The release states that with the conversion to decimal pricing complete, the SEC believes it is now appropriate to request comment on the effect of subpenny trading on SEC and self-regulatory organization rules that are dependent on trading or quoting price differentials. In particular, the release requests comment on the effect of subpenny trading on market transparency, customer limit orders, various price-dependent rules, and automated systems.
Impact of Subpenny Trading on Transparency
The release discusses several aspects of market transparency that have been affected by the conversion to decimals. In particular, the release states that the ability of investors to understand the consolidated quotations of competing market centers may be adversely affected, and the accuracy of the quotations could be compromised, if the consolidated quotations used by investors do not fully reflect the subpenny orders available for execution at various price levels. Therefore, quotes may need to be displayed in subpennies. However, the release notes that if quotes were to be displayed in subpennies, investors and market participants might have to deal with confusing and rapidly changing quote montages which could result in "flickering" quotes in very small price increments. In addition, quoting in subpennies could have implications for market rules pertaining to locked and crossed markets and the ITS Plan's "trade-through" provisions.

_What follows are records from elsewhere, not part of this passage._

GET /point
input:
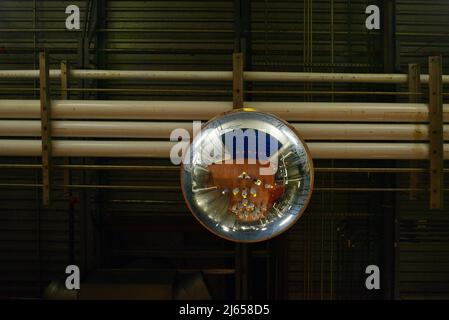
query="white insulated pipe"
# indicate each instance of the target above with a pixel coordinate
(161, 149)
(162, 130)
(253, 76)
(205, 110)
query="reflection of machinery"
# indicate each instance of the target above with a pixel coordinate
(251, 195)
(248, 176)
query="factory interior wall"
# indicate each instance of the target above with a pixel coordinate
(325, 254)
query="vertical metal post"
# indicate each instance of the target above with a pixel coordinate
(241, 271)
(436, 132)
(45, 100)
(414, 86)
(65, 96)
(237, 82)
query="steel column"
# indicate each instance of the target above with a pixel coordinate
(45, 103)
(436, 132)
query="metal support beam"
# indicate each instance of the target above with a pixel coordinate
(414, 85)
(65, 96)
(241, 271)
(436, 132)
(45, 102)
(389, 33)
(237, 82)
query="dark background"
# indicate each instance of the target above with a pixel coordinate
(120, 233)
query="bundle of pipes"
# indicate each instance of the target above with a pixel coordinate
(252, 76)
(381, 122)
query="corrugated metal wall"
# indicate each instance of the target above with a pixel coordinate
(342, 232)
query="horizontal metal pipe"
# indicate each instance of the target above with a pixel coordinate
(254, 76)
(176, 188)
(204, 110)
(9, 166)
(126, 129)
(129, 110)
(161, 149)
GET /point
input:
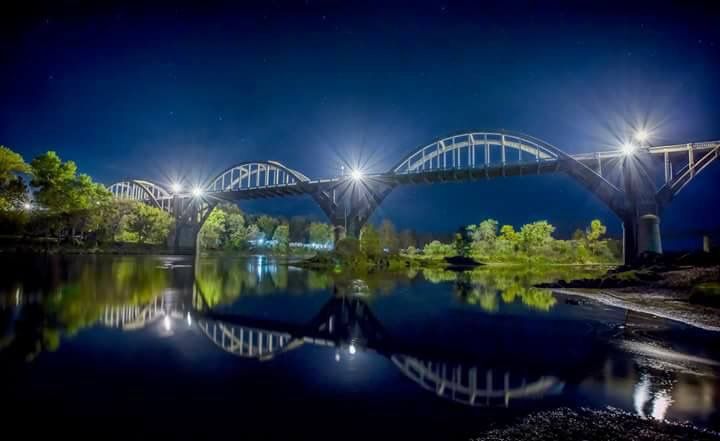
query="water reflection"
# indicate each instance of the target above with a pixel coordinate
(493, 359)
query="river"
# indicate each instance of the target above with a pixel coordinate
(250, 346)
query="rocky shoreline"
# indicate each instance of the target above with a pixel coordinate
(687, 294)
(589, 424)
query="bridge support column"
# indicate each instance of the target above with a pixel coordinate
(641, 234)
(649, 239)
(185, 234)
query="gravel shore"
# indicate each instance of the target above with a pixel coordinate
(595, 425)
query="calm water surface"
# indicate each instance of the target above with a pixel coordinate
(252, 348)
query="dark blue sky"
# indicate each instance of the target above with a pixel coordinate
(167, 91)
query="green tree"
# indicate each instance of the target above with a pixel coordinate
(508, 233)
(213, 230)
(253, 232)
(267, 225)
(407, 239)
(59, 188)
(12, 186)
(236, 233)
(149, 224)
(596, 230)
(462, 241)
(578, 235)
(113, 218)
(321, 233)
(485, 231)
(282, 236)
(299, 229)
(370, 241)
(536, 235)
(438, 249)
(388, 236)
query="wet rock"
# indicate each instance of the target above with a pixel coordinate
(590, 425)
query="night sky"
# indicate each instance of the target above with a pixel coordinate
(172, 91)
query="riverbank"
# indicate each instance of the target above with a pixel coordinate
(666, 304)
(688, 294)
(589, 424)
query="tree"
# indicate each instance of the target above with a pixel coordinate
(486, 231)
(388, 236)
(320, 233)
(267, 225)
(150, 224)
(12, 186)
(235, 230)
(58, 188)
(299, 227)
(370, 241)
(407, 239)
(461, 242)
(113, 218)
(535, 235)
(508, 234)
(213, 230)
(578, 235)
(254, 233)
(282, 236)
(596, 230)
(437, 249)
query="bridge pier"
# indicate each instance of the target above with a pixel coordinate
(641, 234)
(185, 234)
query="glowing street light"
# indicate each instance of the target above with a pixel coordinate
(642, 135)
(628, 148)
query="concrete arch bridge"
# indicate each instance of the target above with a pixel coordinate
(637, 184)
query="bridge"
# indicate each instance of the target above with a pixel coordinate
(635, 183)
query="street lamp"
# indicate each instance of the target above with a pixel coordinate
(642, 135)
(628, 148)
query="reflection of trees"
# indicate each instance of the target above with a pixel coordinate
(488, 286)
(69, 307)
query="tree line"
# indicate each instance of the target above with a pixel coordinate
(48, 198)
(487, 241)
(229, 228)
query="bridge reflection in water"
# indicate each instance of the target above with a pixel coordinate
(346, 323)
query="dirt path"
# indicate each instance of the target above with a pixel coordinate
(660, 304)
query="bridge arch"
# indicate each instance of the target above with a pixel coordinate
(477, 149)
(255, 175)
(144, 191)
(248, 342)
(471, 385)
(494, 153)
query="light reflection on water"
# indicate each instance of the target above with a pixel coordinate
(480, 339)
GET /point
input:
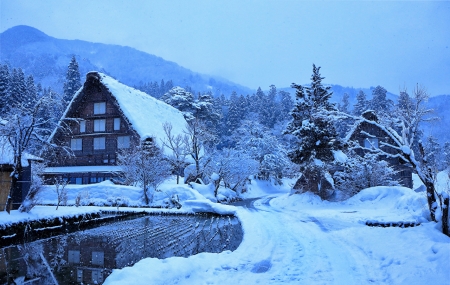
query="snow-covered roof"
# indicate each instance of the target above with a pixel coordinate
(7, 154)
(83, 169)
(145, 113)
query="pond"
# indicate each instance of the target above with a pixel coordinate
(88, 257)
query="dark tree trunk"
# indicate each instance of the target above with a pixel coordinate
(15, 192)
(445, 206)
(431, 198)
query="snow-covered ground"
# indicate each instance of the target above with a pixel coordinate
(299, 239)
(294, 239)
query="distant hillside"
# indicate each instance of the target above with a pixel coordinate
(47, 58)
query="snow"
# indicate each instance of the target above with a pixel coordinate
(7, 154)
(145, 113)
(405, 149)
(83, 169)
(300, 239)
(107, 193)
(339, 156)
(291, 238)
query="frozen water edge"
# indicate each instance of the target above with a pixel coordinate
(300, 239)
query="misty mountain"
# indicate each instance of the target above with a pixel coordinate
(47, 58)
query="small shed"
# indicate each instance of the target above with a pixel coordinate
(7, 167)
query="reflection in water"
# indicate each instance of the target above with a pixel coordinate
(88, 257)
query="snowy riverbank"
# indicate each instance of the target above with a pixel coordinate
(299, 239)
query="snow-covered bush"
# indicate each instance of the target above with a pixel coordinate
(232, 169)
(256, 140)
(145, 167)
(358, 173)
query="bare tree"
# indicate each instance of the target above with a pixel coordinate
(145, 166)
(61, 191)
(198, 140)
(37, 181)
(177, 144)
(26, 130)
(403, 130)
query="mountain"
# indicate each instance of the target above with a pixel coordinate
(47, 58)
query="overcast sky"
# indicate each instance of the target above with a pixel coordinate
(258, 43)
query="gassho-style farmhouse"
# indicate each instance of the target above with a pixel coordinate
(104, 117)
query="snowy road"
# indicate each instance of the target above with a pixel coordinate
(298, 244)
(301, 250)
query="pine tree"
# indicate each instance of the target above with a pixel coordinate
(345, 104)
(315, 131)
(234, 115)
(433, 153)
(4, 89)
(73, 82)
(18, 89)
(446, 160)
(31, 95)
(361, 104)
(268, 112)
(379, 102)
(182, 100)
(286, 105)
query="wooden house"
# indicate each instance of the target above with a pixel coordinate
(7, 167)
(369, 135)
(104, 117)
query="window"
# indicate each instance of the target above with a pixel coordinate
(80, 275)
(82, 126)
(74, 256)
(76, 144)
(371, 143)
(98, 258)
(99, 125)
(123, 142)
(99, 108)
(97, 276)
(99, 143)
(117, 124)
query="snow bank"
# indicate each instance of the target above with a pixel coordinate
(107, 193)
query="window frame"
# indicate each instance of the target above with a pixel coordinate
(371, 143)
(99, 125)
(82, 126)
(116, 124)
(98, 141)
(76, 144)
(121, 140)
(100, 108)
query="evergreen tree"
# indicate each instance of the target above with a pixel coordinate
(286, 105)
(234, 115)
(162, 88)
(345, 104)
(312, 126)
(433, 153)
(73, 81)
(268, 111)
(361, 103)
(182, 100)
(18, 88)
(404, 103)
(379, 102)
(4, 89)
(446, 155)
(206, 112)
(31, 95)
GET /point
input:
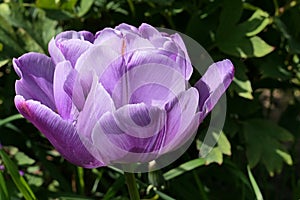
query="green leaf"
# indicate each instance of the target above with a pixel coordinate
(112, 190)
(254, 185)
(17, 178)
(240, 39)
(188, 166)
(294, 45)
(256, 23)
(23, 159)
(216, 154)
(163, 195)
(260, 47)
(3, 189)
(264, 143)
(10, 119)
(84, 7)
(241, 83)
(56, 4)
(4, 62)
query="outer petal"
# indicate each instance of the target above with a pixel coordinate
(115, 134)
(72, 49)
(97, 103)
(148, 76)
(36, 72)
(183, 119)
(213, 84)
(62, 99)
(54, 45)
(60, 133)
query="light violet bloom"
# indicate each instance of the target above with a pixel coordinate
(119, 96)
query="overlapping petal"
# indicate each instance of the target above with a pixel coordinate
(119, 97)
(62, 134)
(213, 84)
(36, 72)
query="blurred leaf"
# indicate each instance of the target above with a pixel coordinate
(294, 45)
(163, 195)
(3, 189)
(216, 154)
(254, 185)
(10, 119)
(34, 180)
(17, 178)
(241, 40)
(84, 7)
(57, 4)
(23, 159)
(112, 190)
(264, 143)
(188, 166)
(241, 83)
(256, 23)
(4, 62)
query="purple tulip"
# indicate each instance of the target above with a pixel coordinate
(119, 96)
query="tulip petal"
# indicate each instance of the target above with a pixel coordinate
(36, 73)
(181, 114)
(73, 49)
(122, 137)
(60, 133)
(54, 45)
(97, 103)
(62, 99)
(148, 32)
(213, 84)
(148, 76)
(97, 59)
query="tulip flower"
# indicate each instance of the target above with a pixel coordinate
(119, 96)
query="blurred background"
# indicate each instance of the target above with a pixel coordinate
(257, 154)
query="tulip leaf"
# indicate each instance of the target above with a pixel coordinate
(185, 167)
(264, 143)
(16, 177)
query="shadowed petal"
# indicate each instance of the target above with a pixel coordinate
(55, 48)
(181, 114)
(73, 49)
(36, 72)
(62, 99)
(97, 103)
(213, 84)
(144, 76)
(60, 133)
(119, 136)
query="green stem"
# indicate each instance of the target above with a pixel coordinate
(132, 187)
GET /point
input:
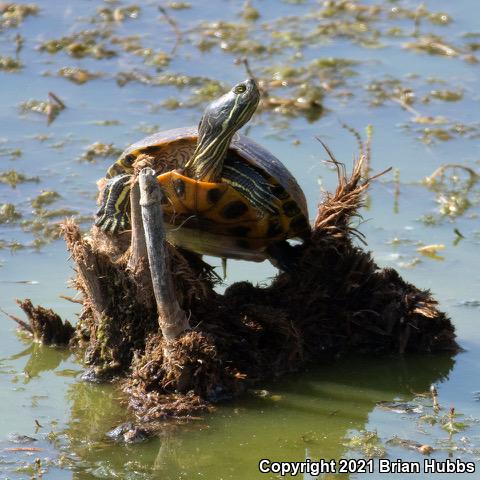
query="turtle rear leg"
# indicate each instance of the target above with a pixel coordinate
(284, 256)
(113, 214)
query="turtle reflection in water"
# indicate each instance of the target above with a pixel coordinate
(224, 195)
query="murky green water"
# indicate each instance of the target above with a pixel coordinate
(306, 415)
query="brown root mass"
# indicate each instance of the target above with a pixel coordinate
(44, 324)
(337, 300)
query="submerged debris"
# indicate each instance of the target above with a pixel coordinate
(99, 150)
(51, 107)
(13, 178)
(9, 214)
(12, 14)
(77, 75)
(45, 325)
(10, 64)
(249, 333)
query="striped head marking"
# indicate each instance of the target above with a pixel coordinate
(221, 119)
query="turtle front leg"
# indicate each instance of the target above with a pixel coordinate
(113, 214)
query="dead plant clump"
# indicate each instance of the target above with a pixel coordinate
(336, 301)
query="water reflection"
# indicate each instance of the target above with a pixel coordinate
(40, 358)
(314, 410)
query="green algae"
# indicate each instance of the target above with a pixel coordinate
(13, 178)
(99, 150)
(10, 64)
(77, 75)
(9, 213)
(13, 14)
(45, 198)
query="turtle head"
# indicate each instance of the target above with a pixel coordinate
(220, 121)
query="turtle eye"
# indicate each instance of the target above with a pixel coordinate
(240, 88)
(128, 160)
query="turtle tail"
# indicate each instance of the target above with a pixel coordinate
(113, 215)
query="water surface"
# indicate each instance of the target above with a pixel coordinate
(309, 414)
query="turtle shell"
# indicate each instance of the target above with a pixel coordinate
(218, 227)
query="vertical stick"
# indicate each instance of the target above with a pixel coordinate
(139, 247)
(171, 317)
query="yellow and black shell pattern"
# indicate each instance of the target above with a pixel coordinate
(215, 218)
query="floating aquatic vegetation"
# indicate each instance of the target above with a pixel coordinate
(9, 213)
(179, 5)
(77, 75)
(13, 178)
(434, 45)
(447, 95)
(119, 14)
(367, 443)
(79, 45)
(172, 79)
(13, 14)
(455, 190)
(10, 64)
(51, 107)
(449, 131)
(45, 198)
(106, 123)
(249, 13)
(432, 250)
(13, 153)
(422, 448)
(99, 150)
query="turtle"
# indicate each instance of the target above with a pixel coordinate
(224, 194)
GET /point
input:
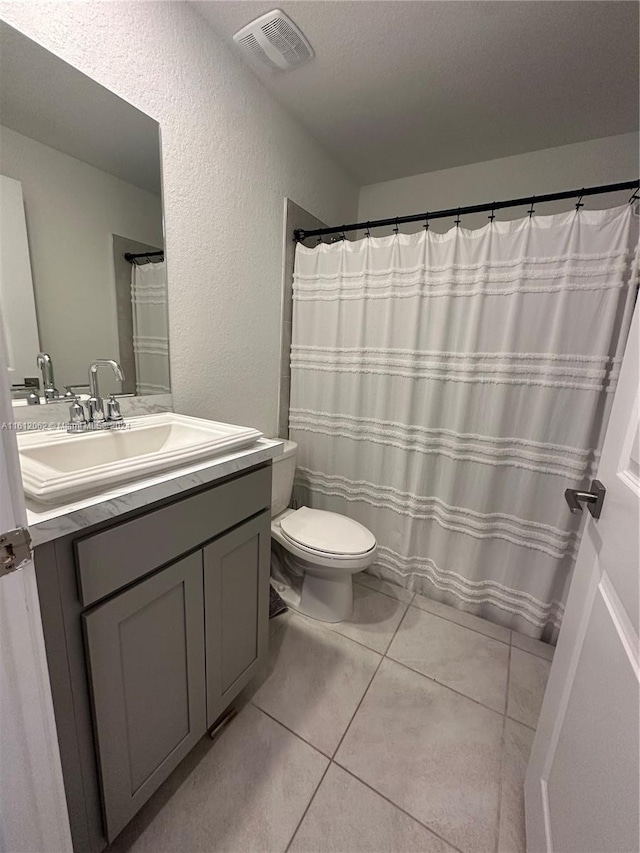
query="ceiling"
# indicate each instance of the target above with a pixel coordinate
(46, 99)
(397, 88)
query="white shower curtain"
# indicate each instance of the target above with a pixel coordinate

The release also discusses the effect of the conversion to decimals on quotation depth. In particular, the release notes that as the minimum quoting increment has narrowed to a penny, the market depth at any particular price level has decreased as well. The release states that some firms and institutional investors have expressed concerns that the reduction in quoted market depth may be affecting adversely their ability to execute large orders and that smaller trading and quoting increments have increased the risk of displaying limit orders, particularly larger limit orders, leading to a reduction in the amount of liquidity provided by such orders.
In order to address these issues, the release requests comment on two mutually independent scenarios—the "rounding" and "inclusion" scenarios—under which subpenny trading might be accommodated.
The release discusses a variety of other issues, including:
- the effect of decimalization on the priority of orders in the securities markets;
- the effect of trading in subpennies on, among other things, customer limit order protection rules; and
- the SEC concern that a widespread transition to quoting, trading, or reporting of stocks in increments of less than a penny could result in systems issues that could compromise essential market and broker-dealer operations or disrupt the successful transition to decimals.